There's something so sfnal about this that it just fills me with giddy delight.
(But please ignore the crack about "most Shakespeare scholars" down near the end of the article. Shakespeare scholars have been using computer programs to argue about authorship for decades.)
no subject
Date: 2003-08-14 01:36 pm (UTC)I cannot but note that any time anybody with any kind of sane methodical approach, whether it is Caroline Spurgeon and her image clusters or more or less sophisticated computer programs, has looked at the works of Shakespeare and of Marlowe, they always come to the conclusion that they are two different writers. And yet the delusion that they are the same persists, as do other even dopier delusions.
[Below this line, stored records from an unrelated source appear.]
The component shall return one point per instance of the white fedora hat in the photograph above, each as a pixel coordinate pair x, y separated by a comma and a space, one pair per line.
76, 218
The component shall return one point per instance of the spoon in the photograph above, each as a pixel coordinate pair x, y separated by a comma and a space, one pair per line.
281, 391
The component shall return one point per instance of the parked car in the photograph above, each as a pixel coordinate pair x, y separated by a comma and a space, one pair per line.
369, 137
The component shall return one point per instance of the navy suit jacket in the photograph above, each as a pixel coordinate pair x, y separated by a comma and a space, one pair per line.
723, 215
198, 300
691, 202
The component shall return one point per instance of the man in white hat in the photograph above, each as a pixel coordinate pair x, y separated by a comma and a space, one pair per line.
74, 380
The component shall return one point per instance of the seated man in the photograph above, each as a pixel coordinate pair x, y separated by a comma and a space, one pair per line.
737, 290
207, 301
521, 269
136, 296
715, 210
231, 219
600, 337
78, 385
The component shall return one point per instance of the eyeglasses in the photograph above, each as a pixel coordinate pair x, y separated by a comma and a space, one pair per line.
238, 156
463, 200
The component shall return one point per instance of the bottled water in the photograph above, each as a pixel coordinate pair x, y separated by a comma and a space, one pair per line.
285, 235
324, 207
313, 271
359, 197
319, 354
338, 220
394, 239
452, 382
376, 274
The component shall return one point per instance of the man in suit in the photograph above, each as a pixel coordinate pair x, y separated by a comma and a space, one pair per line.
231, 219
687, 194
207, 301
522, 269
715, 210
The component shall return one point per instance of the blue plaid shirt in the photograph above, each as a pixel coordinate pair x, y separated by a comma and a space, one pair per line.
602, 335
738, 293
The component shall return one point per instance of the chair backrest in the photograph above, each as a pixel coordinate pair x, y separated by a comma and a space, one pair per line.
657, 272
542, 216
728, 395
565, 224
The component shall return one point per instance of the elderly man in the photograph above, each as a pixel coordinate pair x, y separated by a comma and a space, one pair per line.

I once read a hilarious article about how the need to believe that Shakespeare was someone else was actually a form of the Freudian Family Romance Fantasy, and I am more and more inclined to believe it, impeded only by my disinclination to believe Freud about anything at all whatsoever.
Pamela
no subject
Date: 2003-08-15 05:41 am (UTC)The closer he gets to the genitals, the less reliable he becomes. "The Uncanny" is actually brilliant and quite helpful--except when it turns out that everything is about castration. Only in your head, Frood-dude.
But even Freud isn't as cracked as the Baconians, Oxfordians, and Marlovians.
I do not understand the Baconians and Oxfordians, nor am I sure I would want to.